1st Chair of the State Council of Higher Education for Virginia
- In office August 21, 1956 – June 30, 1964
- Governor: Thomas B. Stanley; J. Lindsay Almond; Albertis Harrison;
- Preceded by: Office established
- Succeeded by: Sol W. Rawls Jr.

17th President of Longwood University
- In office July 1, 1946 – July 1, 1955
- Preceded by: Joseph L. Jarman
- Succeeded by: Francis Lankford Jr.

10th Virginia Superintendent of Public Instruction
- In office September 1, 1941 – June 15, 1946
- Governor: James H. Price; Colgate Darden;
- Preceded by: Sidney B. Hall
- Succeeded by: G. Tyler Miller

Personal details
- Born: Dabney Stewart Lancaster October 12, 1889 Richmond, Virginia, U.S.
- Died: March 11, 1975 (aged 85) Lexington, Virginia, U.S.
- Resting place: Hollywood Cemetery
- Spouse: Mary Tabb Crump
- Children: 4
- Education: University of Virginia (BA); Virginia Tech (MS);

= Dabney S. Lancaster =

American educator and government official (1889–1975)
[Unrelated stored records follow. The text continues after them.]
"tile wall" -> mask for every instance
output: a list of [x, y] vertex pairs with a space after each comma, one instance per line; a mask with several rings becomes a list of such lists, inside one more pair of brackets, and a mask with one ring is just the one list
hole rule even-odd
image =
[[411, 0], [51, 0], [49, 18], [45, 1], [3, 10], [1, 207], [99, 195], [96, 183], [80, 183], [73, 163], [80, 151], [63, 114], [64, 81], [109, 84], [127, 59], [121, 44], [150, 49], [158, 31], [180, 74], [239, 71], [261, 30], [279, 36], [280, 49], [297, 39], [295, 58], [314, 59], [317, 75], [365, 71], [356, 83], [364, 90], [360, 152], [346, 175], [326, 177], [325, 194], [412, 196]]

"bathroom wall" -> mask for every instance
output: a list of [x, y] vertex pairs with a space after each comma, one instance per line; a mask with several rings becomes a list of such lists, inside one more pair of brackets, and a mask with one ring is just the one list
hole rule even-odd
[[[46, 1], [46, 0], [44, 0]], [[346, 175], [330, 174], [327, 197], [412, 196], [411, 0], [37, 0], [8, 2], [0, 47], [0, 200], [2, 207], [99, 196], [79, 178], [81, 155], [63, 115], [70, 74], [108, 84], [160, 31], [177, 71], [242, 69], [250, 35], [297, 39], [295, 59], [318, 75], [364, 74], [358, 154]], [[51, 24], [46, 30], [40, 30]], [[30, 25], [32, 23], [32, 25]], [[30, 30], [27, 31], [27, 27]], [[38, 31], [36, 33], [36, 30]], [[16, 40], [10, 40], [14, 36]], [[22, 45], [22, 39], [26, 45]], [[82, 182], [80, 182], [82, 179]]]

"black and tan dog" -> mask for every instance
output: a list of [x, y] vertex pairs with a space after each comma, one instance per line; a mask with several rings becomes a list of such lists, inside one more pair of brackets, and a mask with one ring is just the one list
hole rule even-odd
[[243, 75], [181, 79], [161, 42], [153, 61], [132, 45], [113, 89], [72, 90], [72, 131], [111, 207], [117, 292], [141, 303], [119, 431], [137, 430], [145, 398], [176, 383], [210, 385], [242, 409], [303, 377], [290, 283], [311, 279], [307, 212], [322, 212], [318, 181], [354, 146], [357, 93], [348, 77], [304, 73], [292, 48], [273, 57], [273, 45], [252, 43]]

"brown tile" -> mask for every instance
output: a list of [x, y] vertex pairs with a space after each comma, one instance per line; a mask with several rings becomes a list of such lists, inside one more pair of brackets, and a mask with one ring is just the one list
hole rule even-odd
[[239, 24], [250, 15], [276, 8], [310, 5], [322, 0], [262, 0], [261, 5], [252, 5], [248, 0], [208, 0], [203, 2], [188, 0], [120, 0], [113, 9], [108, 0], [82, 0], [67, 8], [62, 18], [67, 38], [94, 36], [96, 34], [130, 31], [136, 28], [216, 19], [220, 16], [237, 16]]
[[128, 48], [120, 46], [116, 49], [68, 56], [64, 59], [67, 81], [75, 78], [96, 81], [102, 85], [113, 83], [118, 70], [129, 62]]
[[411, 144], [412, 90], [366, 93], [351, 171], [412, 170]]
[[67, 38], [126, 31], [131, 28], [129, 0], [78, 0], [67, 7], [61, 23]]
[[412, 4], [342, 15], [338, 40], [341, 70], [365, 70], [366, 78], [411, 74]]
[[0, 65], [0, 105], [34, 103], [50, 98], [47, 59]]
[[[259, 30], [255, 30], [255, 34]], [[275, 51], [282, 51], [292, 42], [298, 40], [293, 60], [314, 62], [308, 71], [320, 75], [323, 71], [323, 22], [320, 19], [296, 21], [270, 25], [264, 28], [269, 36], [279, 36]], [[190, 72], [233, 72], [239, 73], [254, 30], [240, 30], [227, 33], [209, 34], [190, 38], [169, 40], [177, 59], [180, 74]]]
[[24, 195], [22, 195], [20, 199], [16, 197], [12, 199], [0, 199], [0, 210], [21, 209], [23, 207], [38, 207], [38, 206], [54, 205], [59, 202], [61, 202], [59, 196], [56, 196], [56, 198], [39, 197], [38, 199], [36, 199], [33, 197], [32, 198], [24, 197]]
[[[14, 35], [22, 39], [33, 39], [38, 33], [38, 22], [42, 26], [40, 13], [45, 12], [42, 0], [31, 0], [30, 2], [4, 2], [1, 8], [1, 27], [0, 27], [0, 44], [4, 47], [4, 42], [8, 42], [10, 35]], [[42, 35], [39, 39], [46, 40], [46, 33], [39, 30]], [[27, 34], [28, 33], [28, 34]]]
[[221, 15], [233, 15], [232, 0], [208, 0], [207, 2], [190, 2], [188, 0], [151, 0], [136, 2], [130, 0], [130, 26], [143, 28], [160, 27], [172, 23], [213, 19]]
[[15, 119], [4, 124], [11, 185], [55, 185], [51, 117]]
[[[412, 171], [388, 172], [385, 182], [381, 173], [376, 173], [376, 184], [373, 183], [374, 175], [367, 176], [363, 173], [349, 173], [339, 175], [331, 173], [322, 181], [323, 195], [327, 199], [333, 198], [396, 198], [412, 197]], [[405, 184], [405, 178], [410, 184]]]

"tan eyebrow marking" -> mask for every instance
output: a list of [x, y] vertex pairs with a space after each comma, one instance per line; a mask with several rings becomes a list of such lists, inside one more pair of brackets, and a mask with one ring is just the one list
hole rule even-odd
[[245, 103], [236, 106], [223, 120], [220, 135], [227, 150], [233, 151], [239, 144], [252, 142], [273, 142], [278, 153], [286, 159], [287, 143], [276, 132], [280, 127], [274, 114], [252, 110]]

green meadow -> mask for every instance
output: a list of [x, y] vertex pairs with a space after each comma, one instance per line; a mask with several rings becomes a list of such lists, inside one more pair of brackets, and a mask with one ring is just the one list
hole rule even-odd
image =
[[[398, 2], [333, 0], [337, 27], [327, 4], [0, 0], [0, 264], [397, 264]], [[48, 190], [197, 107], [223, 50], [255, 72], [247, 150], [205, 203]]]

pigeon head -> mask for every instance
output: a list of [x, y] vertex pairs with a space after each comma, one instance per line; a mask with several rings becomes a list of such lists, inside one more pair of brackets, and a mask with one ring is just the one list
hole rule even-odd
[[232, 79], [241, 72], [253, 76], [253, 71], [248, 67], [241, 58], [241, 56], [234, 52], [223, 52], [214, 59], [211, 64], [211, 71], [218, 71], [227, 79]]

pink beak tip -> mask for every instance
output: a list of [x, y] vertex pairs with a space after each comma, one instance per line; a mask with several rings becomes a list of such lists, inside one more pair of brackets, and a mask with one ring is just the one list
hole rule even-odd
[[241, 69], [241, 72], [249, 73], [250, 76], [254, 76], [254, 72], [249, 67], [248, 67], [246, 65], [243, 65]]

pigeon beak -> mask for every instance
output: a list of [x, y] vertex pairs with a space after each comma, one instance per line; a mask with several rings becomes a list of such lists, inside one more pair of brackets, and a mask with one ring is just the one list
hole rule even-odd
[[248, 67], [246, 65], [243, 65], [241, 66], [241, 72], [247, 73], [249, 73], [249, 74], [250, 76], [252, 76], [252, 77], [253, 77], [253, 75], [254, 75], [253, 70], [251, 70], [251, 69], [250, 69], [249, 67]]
Dabney Stewart Lancaster (October 12, 1889 – March 11, 1975) was an American educator and government official.

==Early life & education==
A native of Richmond, Virginia, Lacaster was educated at the Episcopal High School in Alexandria, Virginia. He attended the University of Virginia and Virginia Tech.

==Career==
Lanacaster went on to serve as Virginia Superintendent of Public Instruction from 1941 to 1946, as the president of Longwood College (now Longwood University) from 1946 to 1955, and as the first head of the State Council of Higher Education for Virginia. In 1967, the state honored him by naming its new community college in Clifton Forge after him.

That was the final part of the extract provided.